Penetapan status tersangka dugaan tindak pidana Pemilu 2019 sesuai dengan Pasal 510 subsideir pasal 554 UU Nomor 7 tahun 2017. Pasal tersebut memuat tentang Pemilu.
Sebelum menetapkan sebagai tersangka, Satreskrim Polresta Palembang sudah mengorek informasi dari kelima tersangka. Pemeriksaannya sendiri dilakukan pada hari Jumat (14/6/2019).
"Kita juga memeriksa 20 orang saksi tambahan yang merupakan saksi ahli," katanya.
Di beberapa Tempat Pemungutan Suara (TPS) yang kekurangan surat suara Pemilihan Presiden (Pilpres) 2019, Pemilihan Susulan (PSU) di Kota Palembang tidak digelar.
Seperti di TPS 38, di Jalan Prajurit Kemas Ali, Kelurahan 2 Ilir Kecamatan Ilir Timur (IT) 2 Palembang Sumsel.
Kesaksian Warga
Wulan (43), warga Jalan Prajurit Kemas Ali Palembang mengatakan, saat Pemilu 2019 yang digelar hari Rabu (17/5/2019), dia bersama ratusan warga yang terdaftar di TPS 38 tidak mendapatkan surat suara Pilpres 2019.
Saat ada PSU di beberapa TPS di lingkungan tempat tinggalnya, dia tidak mendapatkan undangan PSU di TPS tempatnya mencoblos.
"Anak saya ikut PSU di TPS 11 hari Minggu (21/4/2019), tapi saya tidak mendapat undangan untuk mencoblos susulan untuk surat suara Pilpres 2019," katanya.
Dia pun sempat ingin mencoblos di TPS 11, namun karena namanya tidak terdaftar, Wulan tidak bisa menggunakan hak suaranya.

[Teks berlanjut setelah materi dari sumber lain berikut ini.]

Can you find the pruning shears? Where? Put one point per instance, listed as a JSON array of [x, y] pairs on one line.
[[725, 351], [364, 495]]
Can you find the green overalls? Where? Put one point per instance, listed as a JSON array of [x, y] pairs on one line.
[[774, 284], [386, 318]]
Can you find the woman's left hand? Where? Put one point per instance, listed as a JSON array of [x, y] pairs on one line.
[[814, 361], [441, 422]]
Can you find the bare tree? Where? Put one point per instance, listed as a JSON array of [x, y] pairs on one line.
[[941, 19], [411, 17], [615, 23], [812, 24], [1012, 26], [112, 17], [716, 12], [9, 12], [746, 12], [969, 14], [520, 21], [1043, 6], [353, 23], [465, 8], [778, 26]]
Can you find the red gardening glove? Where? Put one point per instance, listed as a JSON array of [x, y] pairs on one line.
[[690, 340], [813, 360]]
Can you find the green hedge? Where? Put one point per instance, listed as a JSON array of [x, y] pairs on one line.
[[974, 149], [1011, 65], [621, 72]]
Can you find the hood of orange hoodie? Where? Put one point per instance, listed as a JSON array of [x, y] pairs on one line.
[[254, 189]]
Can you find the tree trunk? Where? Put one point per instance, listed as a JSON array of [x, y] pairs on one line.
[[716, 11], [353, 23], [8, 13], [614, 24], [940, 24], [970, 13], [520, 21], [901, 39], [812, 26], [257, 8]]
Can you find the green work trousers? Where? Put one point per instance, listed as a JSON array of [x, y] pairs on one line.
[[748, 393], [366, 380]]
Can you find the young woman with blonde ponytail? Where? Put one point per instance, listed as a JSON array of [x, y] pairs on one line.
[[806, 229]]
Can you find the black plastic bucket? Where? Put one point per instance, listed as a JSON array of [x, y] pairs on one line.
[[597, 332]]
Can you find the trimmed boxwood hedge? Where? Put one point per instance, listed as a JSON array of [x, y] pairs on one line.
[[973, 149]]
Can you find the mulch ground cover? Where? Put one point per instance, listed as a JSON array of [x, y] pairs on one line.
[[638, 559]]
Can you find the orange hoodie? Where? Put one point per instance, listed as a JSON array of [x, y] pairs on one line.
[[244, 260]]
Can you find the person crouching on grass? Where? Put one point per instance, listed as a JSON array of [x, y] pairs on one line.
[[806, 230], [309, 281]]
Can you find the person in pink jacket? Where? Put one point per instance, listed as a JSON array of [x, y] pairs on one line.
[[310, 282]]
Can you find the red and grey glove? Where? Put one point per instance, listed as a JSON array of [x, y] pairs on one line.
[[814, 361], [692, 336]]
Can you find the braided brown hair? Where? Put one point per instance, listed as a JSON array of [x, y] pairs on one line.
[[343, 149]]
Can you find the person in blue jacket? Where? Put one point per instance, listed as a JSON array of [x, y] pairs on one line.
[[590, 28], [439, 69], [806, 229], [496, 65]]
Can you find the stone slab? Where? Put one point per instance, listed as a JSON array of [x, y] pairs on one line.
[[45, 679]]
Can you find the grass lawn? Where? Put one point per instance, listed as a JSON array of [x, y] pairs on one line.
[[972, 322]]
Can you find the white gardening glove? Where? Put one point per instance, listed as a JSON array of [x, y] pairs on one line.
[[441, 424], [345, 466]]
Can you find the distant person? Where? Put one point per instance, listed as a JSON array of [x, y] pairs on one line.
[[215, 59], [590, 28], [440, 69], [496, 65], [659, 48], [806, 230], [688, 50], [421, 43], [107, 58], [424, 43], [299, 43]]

Di TPS 38 pun tidak menggelar PSU susulan seperti di TPS lainnya.
Wulan pun kecewa karena tidak bisa menyalurkan hak suaranya untuk Pemilu 2019 ini. Padahal, dia sangat ingin mencoblos, terutama memilih Capres-Cawapres untuk lima tahun ke depan.
Penetapan Tersangka Janggal
Sementara itu, Komisi Pemilihan Umum (KPU) Provinsi Sumatera Selatan menilai ada kejanggalan terkait penetapan status tersangka terhadap ketua dan empat Komisioner KPU Kota Palembang, mengingat kasusnya dianggap tak cukup unsur, seperti dilansir Antara.
Komisioner KPU Sumsel Divisi Hukum dan Pengawasan Hepriyadi, di Palembang, Sabtu, mengatakan bahwa dugaan pihak kepolisian yang menyebut KPU Palembang tidak melaksanakan pemungutan suara lanjutan (PSL) sehingga menyebabkan warga kehilangan hak suara adalah tidak tepat.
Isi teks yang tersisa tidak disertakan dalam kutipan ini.